后知后觉的我打了个哆嗦,恍然回头:“怎么了。”
“今天是我们两个值日。”
平时不施粉黛的她今天画了淡淡的眼影。我稍往后退了步,避开若有若无的香风,不知为什么连声带都在微微颤抖:“嗯...”
“我一个月前就买了洛克大师机甲表演赛的门票...”
这几天满城都是这个新闻,连地上捡的广告单的内容都不再是移民推销了。我记得表演赛定的时间就是今天,但开着学校的清洁机甲打扫一圈园区少说也得耗去一个小时,那时候再赶去市中心的黄石体育场就肯定来不及了。
“你去吧,我一个人打扫就可以。”
“啊——”
我疑惑地看了她一眼,似乎——还不大情愿?
“这多不好意思...”
她顿了顿,嘴角微微勾起:“那我下次请你吃饭吧!”
“不用麻烦的...”
“不行!”
“就这样说定了,我先走啦!”
“啊...哦...拜拜。”
似丝绸般柔顺的墨色长发在腰间随风摇曳,看着她略带歉意的微笑和逐渐压抑不住的欢快脚步,我不禁陷入沉思。

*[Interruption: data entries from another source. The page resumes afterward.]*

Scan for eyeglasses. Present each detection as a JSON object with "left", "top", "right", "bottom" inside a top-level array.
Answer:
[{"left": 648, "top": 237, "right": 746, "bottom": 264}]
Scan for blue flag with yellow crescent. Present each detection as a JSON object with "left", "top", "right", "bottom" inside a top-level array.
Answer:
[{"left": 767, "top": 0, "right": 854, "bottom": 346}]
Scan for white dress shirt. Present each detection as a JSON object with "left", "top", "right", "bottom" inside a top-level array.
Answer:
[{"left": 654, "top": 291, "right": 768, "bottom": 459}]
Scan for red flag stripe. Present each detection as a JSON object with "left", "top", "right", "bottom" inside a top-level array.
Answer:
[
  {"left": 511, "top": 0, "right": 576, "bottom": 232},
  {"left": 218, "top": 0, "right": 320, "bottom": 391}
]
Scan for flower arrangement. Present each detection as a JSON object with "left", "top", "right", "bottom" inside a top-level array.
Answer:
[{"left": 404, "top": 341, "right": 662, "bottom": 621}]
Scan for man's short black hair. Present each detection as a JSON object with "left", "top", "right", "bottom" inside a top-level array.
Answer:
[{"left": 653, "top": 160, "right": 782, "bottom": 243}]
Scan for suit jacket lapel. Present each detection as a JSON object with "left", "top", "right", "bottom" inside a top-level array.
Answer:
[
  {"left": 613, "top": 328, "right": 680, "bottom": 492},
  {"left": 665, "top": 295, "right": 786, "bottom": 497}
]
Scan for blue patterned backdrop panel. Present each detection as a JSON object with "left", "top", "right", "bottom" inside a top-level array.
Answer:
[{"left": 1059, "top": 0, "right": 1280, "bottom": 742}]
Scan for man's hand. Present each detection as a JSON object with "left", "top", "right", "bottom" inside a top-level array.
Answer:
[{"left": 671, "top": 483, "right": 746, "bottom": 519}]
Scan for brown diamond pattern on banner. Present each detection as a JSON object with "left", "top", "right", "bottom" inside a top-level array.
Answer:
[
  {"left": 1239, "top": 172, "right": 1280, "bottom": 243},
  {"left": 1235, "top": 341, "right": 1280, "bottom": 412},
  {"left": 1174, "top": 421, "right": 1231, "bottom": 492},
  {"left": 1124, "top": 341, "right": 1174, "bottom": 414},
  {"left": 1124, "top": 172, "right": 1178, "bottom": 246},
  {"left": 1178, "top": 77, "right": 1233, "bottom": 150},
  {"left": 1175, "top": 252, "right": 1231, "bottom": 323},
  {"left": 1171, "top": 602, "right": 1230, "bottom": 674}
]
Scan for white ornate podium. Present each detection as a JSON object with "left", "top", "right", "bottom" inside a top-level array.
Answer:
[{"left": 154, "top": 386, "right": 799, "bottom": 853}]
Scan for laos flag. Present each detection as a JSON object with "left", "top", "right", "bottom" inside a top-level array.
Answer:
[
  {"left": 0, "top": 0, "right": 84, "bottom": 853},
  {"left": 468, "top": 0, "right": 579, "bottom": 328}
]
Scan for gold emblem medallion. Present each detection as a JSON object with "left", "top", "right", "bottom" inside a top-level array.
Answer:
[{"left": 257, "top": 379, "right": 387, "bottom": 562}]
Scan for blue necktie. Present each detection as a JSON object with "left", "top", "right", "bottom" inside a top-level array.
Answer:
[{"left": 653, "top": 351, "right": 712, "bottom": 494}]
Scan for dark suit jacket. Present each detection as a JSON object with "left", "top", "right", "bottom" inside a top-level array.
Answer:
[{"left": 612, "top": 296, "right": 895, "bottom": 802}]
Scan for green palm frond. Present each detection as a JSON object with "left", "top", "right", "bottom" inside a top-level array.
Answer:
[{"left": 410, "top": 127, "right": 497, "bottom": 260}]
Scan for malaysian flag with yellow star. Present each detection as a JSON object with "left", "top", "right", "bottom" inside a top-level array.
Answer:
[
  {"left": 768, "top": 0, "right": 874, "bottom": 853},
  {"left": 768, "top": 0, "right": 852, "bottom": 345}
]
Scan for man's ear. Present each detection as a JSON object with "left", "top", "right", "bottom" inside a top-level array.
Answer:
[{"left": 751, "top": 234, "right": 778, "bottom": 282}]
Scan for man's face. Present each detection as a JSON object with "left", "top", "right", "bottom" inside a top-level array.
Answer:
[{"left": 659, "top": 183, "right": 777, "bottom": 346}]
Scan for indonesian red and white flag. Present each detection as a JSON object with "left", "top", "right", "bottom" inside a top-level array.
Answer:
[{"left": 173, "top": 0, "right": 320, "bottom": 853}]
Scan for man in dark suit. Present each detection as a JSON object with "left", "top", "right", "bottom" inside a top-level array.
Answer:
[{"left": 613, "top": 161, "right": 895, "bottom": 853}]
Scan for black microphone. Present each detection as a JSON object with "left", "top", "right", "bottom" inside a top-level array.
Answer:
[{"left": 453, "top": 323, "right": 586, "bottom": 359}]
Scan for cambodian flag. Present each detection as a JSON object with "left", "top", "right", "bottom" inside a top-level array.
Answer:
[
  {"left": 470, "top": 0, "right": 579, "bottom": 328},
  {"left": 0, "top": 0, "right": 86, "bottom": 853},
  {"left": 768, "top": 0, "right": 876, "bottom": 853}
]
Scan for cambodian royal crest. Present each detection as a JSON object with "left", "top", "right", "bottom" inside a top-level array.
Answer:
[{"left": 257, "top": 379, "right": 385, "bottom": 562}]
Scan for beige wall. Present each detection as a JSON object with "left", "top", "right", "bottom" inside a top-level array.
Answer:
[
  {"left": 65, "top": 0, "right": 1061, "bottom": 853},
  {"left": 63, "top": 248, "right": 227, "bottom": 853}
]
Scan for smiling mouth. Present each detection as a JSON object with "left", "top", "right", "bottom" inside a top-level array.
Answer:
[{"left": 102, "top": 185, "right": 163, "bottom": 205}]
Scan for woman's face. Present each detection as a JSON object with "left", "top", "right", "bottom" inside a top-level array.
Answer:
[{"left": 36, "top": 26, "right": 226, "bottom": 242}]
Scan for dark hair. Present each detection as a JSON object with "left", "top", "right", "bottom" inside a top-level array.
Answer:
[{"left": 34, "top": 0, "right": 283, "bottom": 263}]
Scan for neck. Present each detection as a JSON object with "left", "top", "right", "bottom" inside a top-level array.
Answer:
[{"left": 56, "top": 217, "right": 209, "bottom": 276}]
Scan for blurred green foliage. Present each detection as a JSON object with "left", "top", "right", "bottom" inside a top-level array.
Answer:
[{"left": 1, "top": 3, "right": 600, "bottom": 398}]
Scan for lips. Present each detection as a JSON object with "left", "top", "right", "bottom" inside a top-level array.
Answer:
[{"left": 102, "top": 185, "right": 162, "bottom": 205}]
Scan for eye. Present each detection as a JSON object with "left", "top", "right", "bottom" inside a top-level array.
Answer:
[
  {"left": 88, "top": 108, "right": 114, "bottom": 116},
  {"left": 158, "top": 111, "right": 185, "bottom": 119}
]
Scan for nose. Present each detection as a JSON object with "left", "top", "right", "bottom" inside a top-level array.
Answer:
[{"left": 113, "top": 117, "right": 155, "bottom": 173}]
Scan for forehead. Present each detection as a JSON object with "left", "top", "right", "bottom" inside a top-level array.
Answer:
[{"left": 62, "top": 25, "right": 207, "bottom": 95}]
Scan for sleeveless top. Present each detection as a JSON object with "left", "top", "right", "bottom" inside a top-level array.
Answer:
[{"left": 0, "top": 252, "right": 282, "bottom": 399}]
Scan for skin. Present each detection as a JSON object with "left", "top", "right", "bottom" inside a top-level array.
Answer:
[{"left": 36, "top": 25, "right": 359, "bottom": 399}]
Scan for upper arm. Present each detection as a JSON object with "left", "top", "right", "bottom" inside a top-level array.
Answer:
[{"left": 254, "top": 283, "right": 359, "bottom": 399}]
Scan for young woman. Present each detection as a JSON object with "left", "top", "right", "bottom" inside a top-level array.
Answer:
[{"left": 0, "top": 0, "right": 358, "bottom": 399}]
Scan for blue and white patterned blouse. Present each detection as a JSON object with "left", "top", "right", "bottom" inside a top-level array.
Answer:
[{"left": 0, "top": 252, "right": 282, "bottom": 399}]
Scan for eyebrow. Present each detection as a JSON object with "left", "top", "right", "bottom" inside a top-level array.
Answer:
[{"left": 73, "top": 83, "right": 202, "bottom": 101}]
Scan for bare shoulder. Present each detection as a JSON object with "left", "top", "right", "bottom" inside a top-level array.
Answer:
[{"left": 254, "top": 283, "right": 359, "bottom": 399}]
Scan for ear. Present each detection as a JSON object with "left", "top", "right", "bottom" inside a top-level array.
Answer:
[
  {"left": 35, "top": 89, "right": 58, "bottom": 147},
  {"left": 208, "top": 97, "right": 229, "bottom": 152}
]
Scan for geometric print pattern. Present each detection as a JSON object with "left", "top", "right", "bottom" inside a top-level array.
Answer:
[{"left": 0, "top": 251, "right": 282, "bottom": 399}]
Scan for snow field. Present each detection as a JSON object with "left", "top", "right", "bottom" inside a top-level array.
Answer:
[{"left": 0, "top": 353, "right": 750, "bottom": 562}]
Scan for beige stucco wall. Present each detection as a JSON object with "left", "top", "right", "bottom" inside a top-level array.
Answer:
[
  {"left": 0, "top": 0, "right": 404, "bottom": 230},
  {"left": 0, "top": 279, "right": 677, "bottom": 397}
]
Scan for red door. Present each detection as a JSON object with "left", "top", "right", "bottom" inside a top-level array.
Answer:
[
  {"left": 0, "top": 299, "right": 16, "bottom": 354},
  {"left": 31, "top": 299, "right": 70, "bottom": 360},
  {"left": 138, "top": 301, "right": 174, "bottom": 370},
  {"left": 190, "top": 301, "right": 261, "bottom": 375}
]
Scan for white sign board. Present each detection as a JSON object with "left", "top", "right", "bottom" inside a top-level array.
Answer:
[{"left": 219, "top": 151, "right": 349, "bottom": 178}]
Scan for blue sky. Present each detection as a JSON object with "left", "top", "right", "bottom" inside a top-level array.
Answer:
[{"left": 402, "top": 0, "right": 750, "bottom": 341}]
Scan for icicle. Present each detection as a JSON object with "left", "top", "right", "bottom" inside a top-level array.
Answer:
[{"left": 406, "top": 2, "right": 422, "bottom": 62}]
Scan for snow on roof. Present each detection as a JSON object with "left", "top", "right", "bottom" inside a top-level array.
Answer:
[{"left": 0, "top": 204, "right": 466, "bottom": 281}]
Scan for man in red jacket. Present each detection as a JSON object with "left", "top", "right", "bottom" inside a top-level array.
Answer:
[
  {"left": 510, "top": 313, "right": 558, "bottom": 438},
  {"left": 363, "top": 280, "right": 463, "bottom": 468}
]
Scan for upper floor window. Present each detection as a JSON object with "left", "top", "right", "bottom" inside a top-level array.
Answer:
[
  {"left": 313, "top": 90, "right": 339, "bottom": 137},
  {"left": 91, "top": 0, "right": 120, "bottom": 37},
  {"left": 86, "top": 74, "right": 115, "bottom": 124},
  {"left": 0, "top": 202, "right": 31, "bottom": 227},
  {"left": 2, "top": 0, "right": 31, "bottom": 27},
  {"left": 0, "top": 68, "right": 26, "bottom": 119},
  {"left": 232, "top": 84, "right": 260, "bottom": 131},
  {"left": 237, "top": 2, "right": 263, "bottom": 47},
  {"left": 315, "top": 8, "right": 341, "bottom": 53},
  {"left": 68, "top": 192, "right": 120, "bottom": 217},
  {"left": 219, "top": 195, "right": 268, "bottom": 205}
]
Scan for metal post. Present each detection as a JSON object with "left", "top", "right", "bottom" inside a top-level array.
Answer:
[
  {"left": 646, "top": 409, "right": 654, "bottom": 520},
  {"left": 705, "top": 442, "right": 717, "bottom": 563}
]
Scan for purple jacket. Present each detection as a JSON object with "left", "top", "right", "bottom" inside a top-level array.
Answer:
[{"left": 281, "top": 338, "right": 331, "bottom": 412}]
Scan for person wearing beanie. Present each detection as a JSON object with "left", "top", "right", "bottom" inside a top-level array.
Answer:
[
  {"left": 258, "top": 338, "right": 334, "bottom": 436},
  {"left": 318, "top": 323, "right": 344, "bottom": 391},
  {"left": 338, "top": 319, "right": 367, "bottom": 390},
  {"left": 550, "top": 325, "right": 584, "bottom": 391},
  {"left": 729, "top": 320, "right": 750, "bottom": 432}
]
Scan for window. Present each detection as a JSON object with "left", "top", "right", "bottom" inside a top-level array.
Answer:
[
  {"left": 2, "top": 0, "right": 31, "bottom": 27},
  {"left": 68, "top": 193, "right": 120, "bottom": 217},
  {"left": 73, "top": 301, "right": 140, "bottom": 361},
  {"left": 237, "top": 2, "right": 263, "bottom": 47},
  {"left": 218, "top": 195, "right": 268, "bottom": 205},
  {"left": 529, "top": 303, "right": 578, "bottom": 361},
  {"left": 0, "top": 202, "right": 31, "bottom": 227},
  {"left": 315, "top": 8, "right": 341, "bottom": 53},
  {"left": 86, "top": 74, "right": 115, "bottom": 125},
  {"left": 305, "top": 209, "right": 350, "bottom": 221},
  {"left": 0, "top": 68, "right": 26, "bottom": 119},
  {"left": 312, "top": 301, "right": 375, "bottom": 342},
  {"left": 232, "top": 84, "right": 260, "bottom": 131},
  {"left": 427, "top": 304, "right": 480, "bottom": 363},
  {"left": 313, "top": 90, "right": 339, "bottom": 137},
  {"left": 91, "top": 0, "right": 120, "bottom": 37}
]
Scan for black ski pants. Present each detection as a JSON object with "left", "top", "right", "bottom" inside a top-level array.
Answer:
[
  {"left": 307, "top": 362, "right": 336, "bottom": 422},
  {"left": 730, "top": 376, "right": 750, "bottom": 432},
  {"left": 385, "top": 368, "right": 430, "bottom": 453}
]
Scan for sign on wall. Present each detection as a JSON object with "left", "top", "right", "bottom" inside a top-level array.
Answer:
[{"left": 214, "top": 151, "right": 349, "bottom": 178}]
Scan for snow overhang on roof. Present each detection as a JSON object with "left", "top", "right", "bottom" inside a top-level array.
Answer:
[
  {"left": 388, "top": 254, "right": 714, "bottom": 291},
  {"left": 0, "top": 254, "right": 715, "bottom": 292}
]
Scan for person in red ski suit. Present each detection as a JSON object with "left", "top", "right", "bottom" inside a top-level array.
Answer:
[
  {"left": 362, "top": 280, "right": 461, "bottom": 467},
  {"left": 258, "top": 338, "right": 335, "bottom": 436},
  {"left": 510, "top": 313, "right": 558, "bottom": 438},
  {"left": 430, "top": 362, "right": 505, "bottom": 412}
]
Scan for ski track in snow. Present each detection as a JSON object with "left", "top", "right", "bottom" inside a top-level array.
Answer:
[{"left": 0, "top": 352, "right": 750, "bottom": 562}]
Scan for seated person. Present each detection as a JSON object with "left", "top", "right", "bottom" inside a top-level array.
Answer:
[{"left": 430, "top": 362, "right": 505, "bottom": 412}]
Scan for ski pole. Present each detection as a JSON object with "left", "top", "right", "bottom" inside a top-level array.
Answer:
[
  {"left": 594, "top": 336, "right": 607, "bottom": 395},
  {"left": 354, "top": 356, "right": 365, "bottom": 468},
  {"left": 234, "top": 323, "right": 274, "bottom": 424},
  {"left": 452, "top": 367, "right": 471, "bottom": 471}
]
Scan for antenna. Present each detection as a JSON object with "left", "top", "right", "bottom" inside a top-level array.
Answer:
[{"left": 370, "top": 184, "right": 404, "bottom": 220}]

黄石预备役高中是我们沙都星最好的高中,培养了无数知名军官政客,即使在整个联邦星系,也能排进前200,也算是沙都星如今为数不多的一个亮点了。
虽然沙都星位于联邦星系的西北角,一个姥姥不疼,舅舅不爱的偏僻位置,但据说在四十年前——也就是我爸刚出生那会,是沙都星最光辉的岁月。
走上大街,随处可见成片的星际飞船还有泛着油光的黑武士采矿机甲在星际航道上往返,虽比不上星际大战里的壮观场景但也足够令沙都星闻名遐迩。不像现在,连个鬼影都难找。
守头七那会,我在爸爸的衣柜底下找到过黑武士的海报——冷酷的乌金面罩,充满爆炸力的肌肉线条,模仿虫兽的锋利狼爪再加上略显中二的POSE,所有的一切都符合那个年龄段男生对机甲的一切幻想。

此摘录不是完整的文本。